About unixepochtime.com
unixepochtime.com is a free collection of tools for working with Unix timestamps and dates. Everything runs in your browser — no data is sent to any server.
What this tool does
unixepochtime.com converts Unix timestamps to human-readable dates, compares times across timezones, provides copy-paste code snippets for 9 programming languages, and lets you interactively explore JavaScript Date objects.
Privacy
All conversions happen entirely in your browser using JavaScript's built-in Intl and Date APIs. No timestamps or dates you enter are ever sent to any server.
Who uses it
The site is built for developers, analysts, support engineers, and anyone who needs to translate between machine time and readable calendar time. Common tasks include checking API payloads, converting log timestamps, preparing SQL date filters, testing scheduled jobs, and explaining timezone behavior during debugging.
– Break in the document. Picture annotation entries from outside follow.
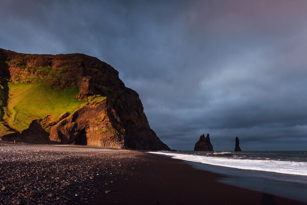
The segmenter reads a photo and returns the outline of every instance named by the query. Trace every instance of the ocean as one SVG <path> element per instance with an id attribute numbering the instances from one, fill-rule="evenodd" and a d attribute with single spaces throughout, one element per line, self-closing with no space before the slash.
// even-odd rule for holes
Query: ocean
<path id="1" fill-rule="evenodd" d="M 307 203 L 307 151 L 150 153 L 227 177 L 220 182 Z"/>

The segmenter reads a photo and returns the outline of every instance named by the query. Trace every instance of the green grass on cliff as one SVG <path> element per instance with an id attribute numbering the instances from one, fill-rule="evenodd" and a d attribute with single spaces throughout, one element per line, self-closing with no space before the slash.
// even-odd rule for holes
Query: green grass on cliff
<path id="1" fill-rule="evenodd" d="M 3 126 L 2 120 L 3 116 L 3 108 L 5 104 L 5 93 L 3 87 L 0 85 L 0 136 L 6 132 L 6 128 Z"/>
<path id="2" fill-rule="evenodd" d="M 10 127 L 19 131 L 28 128 L 33 120 L 49 115 L 56 120 L 65 112 L 72 113 L 87 102 L 76 98 L 78 86 L 52 87 L 43 81 L 10 82 L 8 86 L 8 104 L 4 118 Z"/>

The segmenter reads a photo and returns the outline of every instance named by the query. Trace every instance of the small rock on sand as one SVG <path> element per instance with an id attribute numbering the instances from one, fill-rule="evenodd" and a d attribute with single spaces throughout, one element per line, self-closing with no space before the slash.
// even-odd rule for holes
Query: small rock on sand
<path id="1" fill-rule="evenodd" d="M 53 193 L 51 193 L 48 194 L 48 196 L 49 197 L 53 197 L 54 196 L 54 194 L 53 194 Z"/>
<path id="2" fill-rule="evenodd" d="M 32 190 L 31 191 L 31 194 L 39 194 L 40 193 L 40 192 L 39 191 L 38 191 L 38 190 Z"/>

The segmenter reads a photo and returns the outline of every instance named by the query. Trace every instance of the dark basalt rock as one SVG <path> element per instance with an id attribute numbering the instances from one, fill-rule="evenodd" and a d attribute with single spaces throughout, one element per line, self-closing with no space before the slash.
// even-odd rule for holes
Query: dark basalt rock
<path id="1" fill-rule="evenodd" d="M 203 134 L 199 138 L 199 140 L 195 144 L 194 151 L 210 152 L 213 151 L 213 146 L 210 142 L 209 134 L 205 137 L 205 134 Z"/>
<path id="2" fill-rule="evenodd" d="M 239 140 L 239 138 L 238 137 L 235 137 L 235 148 L 234 148 L 234 152 L 241 152 L 241 148 L 240 148 L 240 146 L 239 144 L 240 144 L 240 142 Z"/>

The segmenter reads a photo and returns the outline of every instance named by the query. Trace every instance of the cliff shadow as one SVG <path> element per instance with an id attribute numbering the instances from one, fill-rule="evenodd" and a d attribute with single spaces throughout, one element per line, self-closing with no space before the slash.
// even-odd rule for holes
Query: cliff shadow
<path id="1" fill-rule="evenodd" d="M 75 144 L 79 145 L 87 145 L 87 138 L 85 128 L 81 130 L 80 133 L 75 139 Z"/>
<path id="2" fill-rule="evenodd" d="M 7 134 L 2 137 L 3 141 L 16 142 L 27 142 L 31 144 L 50 144 L 49 133 L 42 128 L 42 126 L 34 120 L 31 123 L 29 128 L 21 133 L 19 132 Z"/>

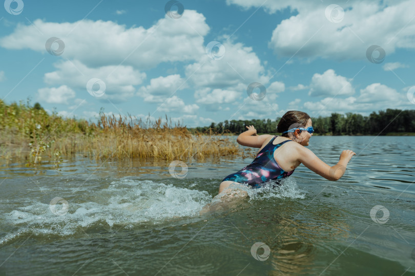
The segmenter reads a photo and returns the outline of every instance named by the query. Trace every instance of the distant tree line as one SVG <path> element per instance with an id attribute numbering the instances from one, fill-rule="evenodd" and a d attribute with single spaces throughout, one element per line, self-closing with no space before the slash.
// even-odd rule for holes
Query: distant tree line
<path id="1" fill-rule="evenodd" d="M 281 120 L 253 119 L 226 120 L 210 126 L 190 128 L 191 131 L 204 133 L 240 133 L 252 125 L 259 133 L 277 133 L 277 125 Z M 343 115 L 332 113 L 329 117 L 312 118 L 315 133 L 322 135 L 385 135 L 388 132 L 415 132 L 415 110 L 387 109 L 369 116 L 348 112 Z"/>

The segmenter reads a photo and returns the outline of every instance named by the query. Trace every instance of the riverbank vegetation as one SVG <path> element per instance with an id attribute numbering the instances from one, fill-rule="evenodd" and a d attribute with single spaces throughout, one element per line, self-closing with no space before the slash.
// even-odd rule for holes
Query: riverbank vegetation
<path id="1" fill-rule="evenodd" d="M 269 119 L 226 120 L 190 130 L 240 133 L 246 130 L 245 126 L 252 125 L 257 133 L 278 134 L 276 127 L 280 119 L 278 117 L 275 121 Z M 374 111 L 369 116 L 351 112 L 345 115 L 333 113 L 328 117 L 312 118 L 312 120 L 315 135 L 415 135 L 415 110 L 387 109 L 378 113 Z"/>
<path id="2" fill-rule="evenodd" d="M 231 135 L 245 131 L 250 125 L 258 134 L 278 134 L 276 127 L 280 119 L 225 121 L 190 128 L 173 124 L 167 116 L 165 120 L 143 122 L 101 112 L 94 122 L 52 113 L 37 103 L 33 106 L 29 101 L 7 105 L 0 100 L 0 164 L 24 161 L 33 166 L 45 160 L 58 166 L 64 157 L 76 154 L 97 160 L 203 160 L 240 154 L 243 157 L 244 151 Z M 415 133 L 415 110 L 388 109 L 368 117 L 335 113 L 312 119 L 317 135 Z"/>
<path id="3" fill-rule="evenodd" d="M 43 160 L 58 166 L 64 156 L 81 154 L 107 160 L 122 158 L 181 160 L 236 154 L 234 140 L 191 133 L 180 124 L 146 122 L 131 116 L 107 116 L 95 123 L 49 114 L 38 103 L 0 100 L 1 163 L 24 160 L 28 166 Z"/>

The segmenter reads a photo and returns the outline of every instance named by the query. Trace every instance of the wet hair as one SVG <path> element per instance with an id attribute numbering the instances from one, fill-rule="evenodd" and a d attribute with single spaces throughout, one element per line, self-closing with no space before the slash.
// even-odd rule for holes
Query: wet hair
<path id="1" fill-rule="evenodd" d="M 294 127 L 305 127 L 311 117 L 305 112 L 291 110 L 287 111 L 281 118 L 277 129 L 279 132 L 282 133 Z M 288 133 L 282 134 L 282 136 L 288 137 Z"/>

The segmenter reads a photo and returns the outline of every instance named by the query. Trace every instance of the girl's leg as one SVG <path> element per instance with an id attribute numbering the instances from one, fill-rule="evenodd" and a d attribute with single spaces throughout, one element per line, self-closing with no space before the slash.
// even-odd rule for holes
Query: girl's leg
<path id="1" fill-rule="evenodd" d="M 222 181 L 220 183 L 220 185 L 219 185 L 219 193 L 220 194 L 220 193 L 222 193 L 222 192 L 223 191 L 224 189 L 225 189 L 227 188 L 227 187 L 229 187 L 229 186 L 231 185 L 231 184 L 232 184 L 232 183 L 234 183 L 233 181 L 227 181 L 227 180 L 226 180 L 226 181 Z"/>
<path id="2" fill-rule="evenodd" d="M 238 205 L 240 200 L 249 196 L 246 191 L 238 188 L 239 186 L 243 188 L 243 184 L 233 181 L 222 182 L 219 185 L 219 194 L 214 198 L 212 202 L 208 203 L 202 208 L 200 212 L 200 215 Z"/>

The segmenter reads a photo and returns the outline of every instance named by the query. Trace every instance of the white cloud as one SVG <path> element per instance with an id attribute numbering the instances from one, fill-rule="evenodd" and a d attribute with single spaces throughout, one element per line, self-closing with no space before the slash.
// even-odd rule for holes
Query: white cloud
<path id="1" fill-rule="evenodd" d="M 158 107 L 158 111 L 165 112 L 184 112 L 185 113 L 194 113 L 199 109 L 196 104 L 186 105 L 183 100 L 174 95 L 169 98 Z"/>
<path id="2" fill-rule="evenodd" d="M 269 101 L 275 101 L 277 97 L 277 94 L 281 93 L 285 90 L 285 85 L 283 82 L 279 81 L 275 81 L 269 85 L 269 86 L 266 89 L 266 95 L 265 99 Z M 259 91 L 256 91 L 254 89 L 254 92 L 259 94 Z"/>
<path id="3" fill-rule="evenodd" d="M 86 97 L 92 97 L 87 91 L 87 83 L 93 78 L 102 80 L 106 89 L 102 99 L 116 102 L 126 100 L 134 95 L 134 85 L 140 84 L 146 74 L 131 66 L 109 65 L 90 68 L 77 60 L 58 62 L 54 64 L 57 71 L 45 74 L 45 82 L 51 85 L 66 85 L 82 91 Z M 116 68 L 116 70 L 115 70 Z"/>
<path id="4" fill-rule="evenodd" d="M 301 102 L 300 99 L 296 99 L 292 102 L 288 103 L 288 109 L 292 110 L 298 110 L 299 104 Z"/>
<path id="5" fill-rule="evenodd" d="M 190 127 L 195 127 L 208 126 L 212 122 L 214 122 L 215 120 L 210 118 L 200 117 L 197 115 L 183 115 L 179 117 L 172 118 L 172 122 L 173 123 L 177 122 L 179 122 L 180 125 L 183 124 Z"/>
<path id="6" fill-rule="evenodd" d="M 6 77 L 4 75 L 4 71 L 0 71 L 0 81 L 6 80 Z"/>
<path id="7" fill-rule="evenodd" d="M 249 97 L 245 98 L 243 105 L 241 105 L 242 107 L 238 111 L 238 119 L 245 120 L 282 117 L 284 114 L 280 114 L 280 110 L 279 110 L 278 104 L 269 100 L 267 100 L 267 96 L 262 101 L 255 101 Z"/>
<path id="8" fill-rule="evenodd" d="M 289 89 L 293 91 L 298 91 L 299 90 L 304 90 L 307 89 L 308 88 L 308 86 L 306 86 L 305 85 L 303 85 L 300 83 L 299 84 L 297 84 L 295 86 L 290 86 Z"/>
<path id="9" fill-rule="evenodd" d="M 388 62 L 385 63 L 383 66 L 382 66 L 385 71 L 391 71 L 395 69 L 398 69 L 398 68 L 407 68 L 409 66 L 407 65 L 404 64 L 401 62 Z"/>
<path id="10" fill-rule="evenodd" d="M 355 88 L 347 79 L 328 69 L 322 75 L 316 73 L 309 85 L 308 95 L 312 96 L 346 95 L 355 94 Z"/>
<path id="11" fill-rule="evenodd" d="M 161 62 L 196 60 L 205 55 L 203 36 L 210 28 L 205 20 L 203 14 L 190 10 L 180 20 L 165 15 L 147 29 L 127 29 L 125 25 L 100 20 L 57 23 L 38 19 L 33 25 L 18 24 L 13 33 L 0 39 L 0 45 L 48 54 L 45 38 L 55 37 L 65 43 L 63 57 L 76 59 L 88 66 L 122 62 L 147 69 Z M 39 31 L 44 35 L 39 35 Z"/>
<path id="12" fill-rule="evenodd" d="M 75 91 L 66 85 L 58 87 L 45 87 L 37 90 L 39 101 L 48 103 L 68 104 L 68 100 L 75 98 Z"/>
<path id="13" fill-rule="evenodd" d="M 386 102 L 393 106 L 393 103 L 399 101 L 401 95 L 395 89 L 380 83 L 372 83 L 365 88 L 360 90 L 360 96 L 357 99 L 359 103 L 376 103 Z"/>
<path id="14" fill-rule="evenodd" d="M 380 83 L 372 83 L 360 90 L 357 98 L 327 97 L 319 102 L 306 102 L 304 108 L 310 110 L 312 117 L 329 116 L 331 113 L 367 112 L 387 108 L 405 109 L 410 105 L 406 93 L 399 93 L 395 89 Z"/>
<path id="15" fill-rule="evenodd" d="M 266 84 L 265 70 L 251 47 L 229 41 L 223 46 L 225 50 L 221 59 L 212 59 L 205 54 L 197 62 L 185 66 L 186 76 L 195 86 L 224 89 L 244 83 L 246 90 L 254 81 Z"/>
<path id="16" fill-rule="evenodd" d="M 224 90 L 203 88 L 195 92 L 195 99 L 198 103 L 205 105 L 233 103 L 238 99 L 242 99 L 241 93 L 234 90 Z"/>
<path id="17" fill-rule="evenodd" d="M 150 84 L 140 87 L 137 95 L 143 98 L 144 102 L 160 103 L 175 91 L 187 87 L 179 75 L 171 75 L 152 79 Z"/>
<path id="18" fill-rule="evenodd" d="M 386 57 L 397 48 L 415 48 L 411 0 L 350 1 L 341 4 L 344 16 L 339 23 L 326 18 L 326 4 L 308 2 L 295 1 L 299 13 L 274 30 L 268 45 L 278 56 L 366 60 L 374 44 L 383 48 Z"/>

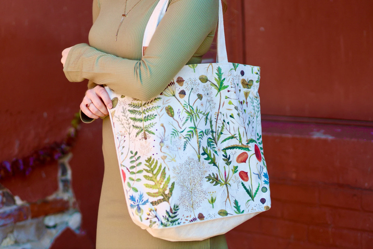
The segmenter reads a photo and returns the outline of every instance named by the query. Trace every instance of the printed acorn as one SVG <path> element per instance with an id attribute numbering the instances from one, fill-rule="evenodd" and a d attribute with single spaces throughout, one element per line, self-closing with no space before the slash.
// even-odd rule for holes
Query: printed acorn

- Use the converter when a log line, webhook, or database row stores epoch seconds or milliseconds
- Use the timezone tool when the same instant needs to be compared across cities or regions
- Use the code snippets when adding timestamp handling to a script or service
- Use the JavaScript Date playground when browser parsing or formatting behavior is unclear
Design goals
unixepochtime.com favors fast, local, copy-friendly tools over heavy account-based workflows. Pages are intentionally small and focused, but each tool includes enough context to explain the unit, timezone, and storage choices that usually cause timestamp mistakes. The goal is to make a timestamp easy to verify before it reaches production code, an analytics dashboard, or a database migration.